Things to do that make Family Caregivers’ lives easy

Did you know that there are over 6 million family caregivers in Canada? That is Winnipeg, Regina, Edmonton, times two! This implies that many people are performing the role of family caregivers. Over 50% of these family caregivers are themselves over the age of 45. Many of them are managing their career, their kids, along with being a caregiver. To say it is tough is an understatement. Most of these family caregivers did not receive any formal caregiving training. We applaud these people and organizations who are attempting to help and educate such caregivers. We at “All Things Seniors” are trying to do the same thing so that the caregivers become a better version of themselves to care for their loved ones.
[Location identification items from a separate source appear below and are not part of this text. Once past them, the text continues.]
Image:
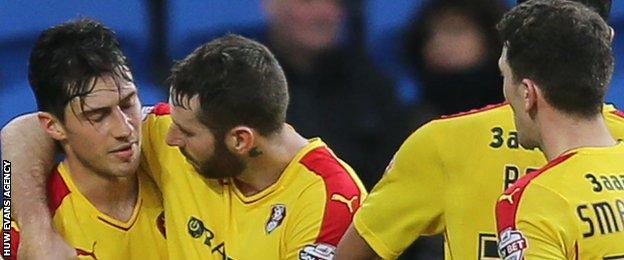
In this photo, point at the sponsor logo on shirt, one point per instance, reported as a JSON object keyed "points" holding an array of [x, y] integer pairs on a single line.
{"points": [[198, 230], [512, 244], [160, 224], [349, 202], [317, 251], [278, 213]]}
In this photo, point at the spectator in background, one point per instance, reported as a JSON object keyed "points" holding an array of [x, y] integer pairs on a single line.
{"points": [[453, 49], [335, 90]]}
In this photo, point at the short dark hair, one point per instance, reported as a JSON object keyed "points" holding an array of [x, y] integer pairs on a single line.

We had the privilege of having one of the best educators with us, Debra Hallisey. Debra’s most crucial role currently is being her mother’s caregiver. The last five years have been tough for her as she took on this role after seeing her father through congestive heart failure. Debra lost her job due to caregiving issues. This made her begin her mission, “Advocate for Mom and Dad.” She educates family caregivers on the answers to the most asked questions like ‘hey, where do I start’? or ‘what do I do next?’. She answers all questions through her blogs, her book, and her work. She is trying to achieve this and also educate all the caregivers around her.
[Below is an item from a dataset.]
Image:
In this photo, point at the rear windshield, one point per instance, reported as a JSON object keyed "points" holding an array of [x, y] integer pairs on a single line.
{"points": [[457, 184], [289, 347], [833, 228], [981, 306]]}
Caregivers life is not easy. You have to deal with so many other things than just the person you are caring for. When it comes to family, there is nothing you wouldn’t be willing to do for them. You take the entire responsibility from helping them physically to taking them to the doctors. It’s difficult and stressful to juggle between being a caregiver, a parent, a spouse, and a professional. So, there are few things you can do, which might make your life as a family caregiver easy and also unburdening.

Old Times

When you turn into a caregiver, you probably stop doing the thing you enjoyed doing together earlier for physical or mental reasons. And when you lose those shared interests and if you’re not careful, you can lose the bond over time. It does not necessarily have to be that way. You can always renew your relationship by doing things you’ve loved doing together like the ones which are not physically stressful. Like playing cards! Maybe your parent or grandparent used to love playing cards every Saturday when you were a kid or a teen, or you enjoyed watching baseball games with them. Start spending time together in learning or creating new things, like gardening or cooking. This will bring you both closer. Your caregiving job gets stress-free.

Don’t parent your parent.

When you start parenting your parents, you negate their lifetime of experiences and who they are and what they’ve achieved, learned, and everything they’ve cultivated over the years. This is another loss for them, along with health, mobility, and friends. So, you must come together as a team! It allows you to structure the conversation in a way that fosters teamwork. Instead of saying “you don’t,” “you shouldn’t,’ “you must,” opening a conversation with “I noticed this, I’m wondering if this would help” or “What do you think about this” and then offering a solution. This is an easy way to tackle something when you want to suggest, but don’t be pushy about it.

If you use the right language and work together as a team, you will bond in a way you could’ve never imagined. If you’re a caregiver, this transforms and grows your bond with the person you care in unimaginable ways.

Open Communication

As a caregiver, often in your love, affection, and passion for bringing a change in your loved one’s lives, you keep doing things you don’t like. It is about that “open dialogue.” Don’t impose these things on yourselves. If it becomes overwhelming or overburdening, it can get onto your nerves. So, it’s good to have that dialogue. You should try having a conversation about the things that you want to change in your caregiving relationship. It may make it more doable, and you and your parent or grandparent will always be in a comfort zone.

NO is a Full Sentence

Many times as caregivers, you are always in a frame of mind of saying yes to everything. Sometimes you can’t say no because you feel that it is your responsibility. You think you are in charge of fulfilling all the wishes and expectations of the whole family. However, sometimes you can’t. No is a full sentence, and you should say it for your sanity. You should stop and question yourself, “what can and what will and what should I do to be sane? And to be able to continue doing this for mom/dad/grandparent?” And it is alright to say No.